Activity in the consumer and business services sectors strengthened. Demand for consumer services, such as those related to leisure and hospitality, was strong, and demand for live performances and attractions was robust. While business and group travel activity remained weak, demand for leisure travel continued to grow. A Las Vegas contact reported record-breaking tourist spending in the city in recent months. Demand for health-care, wellness, and legal services remained at or near capacity.
Manufacturing
Manufacturing production grew moderately during the reporting period. Sales and new orders were strong across many industries, and capacity utilization improved on balance. Demand for capital equipment was notably strong, as firms in the food, beverage, chemical, personal care, and pharmaceutical industries sought to boost productivity. Despite some reported improvement, supply bottlenecks persisted, and input costs remained elevated. Several manufacturers reported accumulating vast inventories to meet demand amid materials shortages. Contacts expected supply disruptions and cost pressures to ease in the coming months, although uncertainty related to the war in Ukraine and pandemic developments in China remained high.

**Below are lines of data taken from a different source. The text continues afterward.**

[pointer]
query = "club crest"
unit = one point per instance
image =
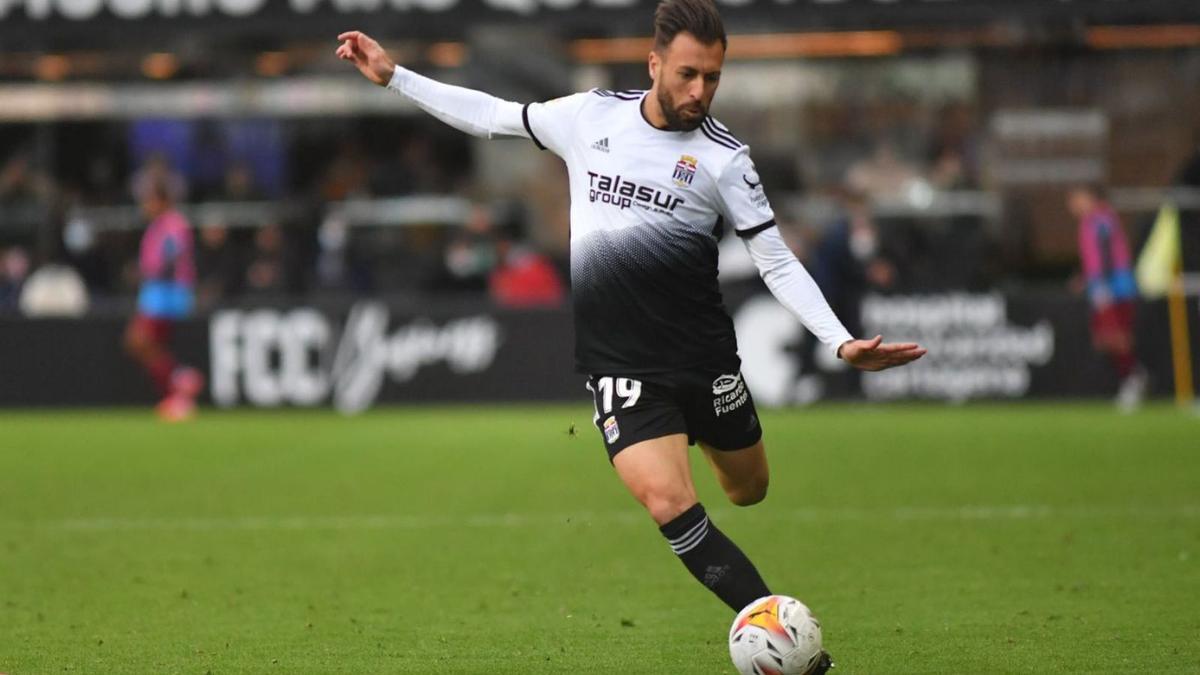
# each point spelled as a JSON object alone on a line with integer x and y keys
{"x": 685, "y": 171}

Agriculture and Resource-Related Industries
Conditions in the agriculture and resource-related sectors were mixed. Drought conditions in many areas continued to impact the growing season, with some producers letting portions of their farms go fallow to prioritize water usage. Farmers throughout the District reported strong international demand for both fresh and processed foods. Shipping bottlenecks eased slightly in recent weeks, but overall supply chain disruptions persisted. Utilities reported continued challenges meeting demand as labor and materials shortages delayed maintenance and expansion projects. Input costs, despite some relief in fuel prices, remained elevated.

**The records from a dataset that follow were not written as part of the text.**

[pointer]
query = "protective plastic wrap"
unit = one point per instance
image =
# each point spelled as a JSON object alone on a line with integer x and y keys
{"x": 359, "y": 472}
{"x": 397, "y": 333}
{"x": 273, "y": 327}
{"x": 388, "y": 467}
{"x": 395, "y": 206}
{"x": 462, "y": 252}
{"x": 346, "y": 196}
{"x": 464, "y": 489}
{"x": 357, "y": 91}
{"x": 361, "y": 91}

Real Estate and Construction
Residential real estate activity eased further over the reporting period. High mortgage rates and overall economic uncertainty cooled demand for existing and new single-family homes. Conversely, demand for multifamily housing units remained strong and rental rates grew in many regions. A Northern California banker reported a recent increase in financing requests for multifamily construction projects. Despite cooling demand, housing prices remained elevated and inventories strained, by historical standards. Homebuilders' confidence declined further as materials shortages continued to delay existing projects.

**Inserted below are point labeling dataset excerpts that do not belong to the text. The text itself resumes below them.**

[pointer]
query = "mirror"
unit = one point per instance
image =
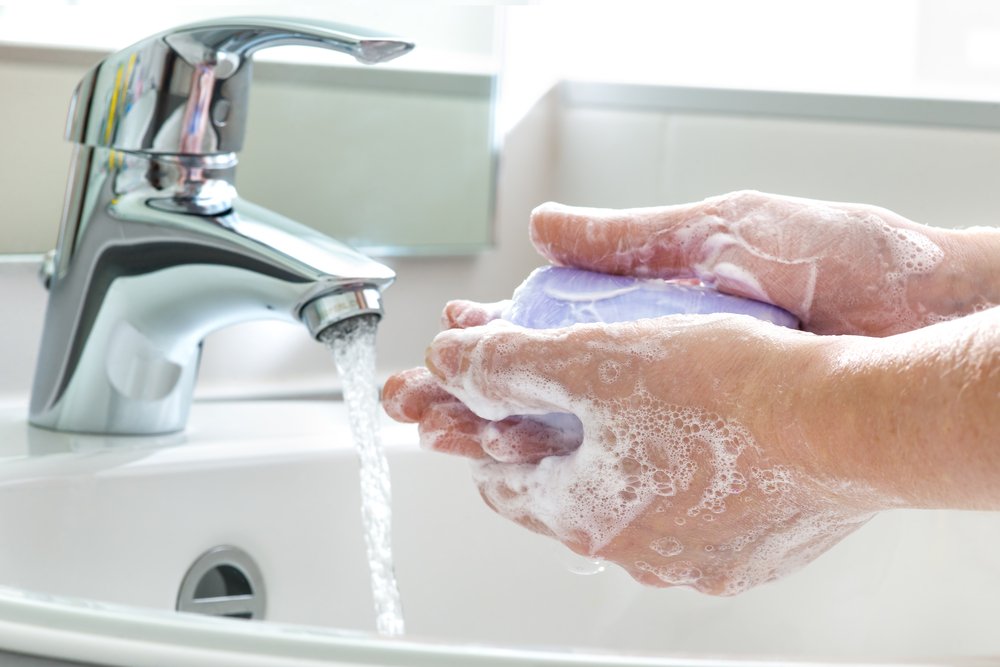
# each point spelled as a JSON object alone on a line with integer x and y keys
{"x": 395, "y": 159}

Activity in the commercial real estate market was mixed. Demand for industrial and warehouse space remained robust, while demand for office and retail space weakened in most of the District. One contact in Los Angeles expected office vacancies to rise when leases are renegotiated as businesses continued to struggle to return workers to the office. Contacts noted that commercial real estate permits and construction slowed down in some areas due to cooling activity.
Financial Institutions
Lending activity was steady over the reporting period. Business lending grew, especially for commercial and industrial loans, and many contacts reported solid loan pipelines. While demand for credit cards and home equity loans remained elevated, mortgage originations and refinancing activity dipped further as higher interest rates and limited inventories dampened housing activity. Many contacts mentioned a notable increase in competition for loans and continued ample liquidity. Credit quality remained high, but contacts expected some deterioration going forward on account of increasing interest rates and moderating deposits. Financiers in the private equity and venture capital space reported lower valuations as financial conditions tightened.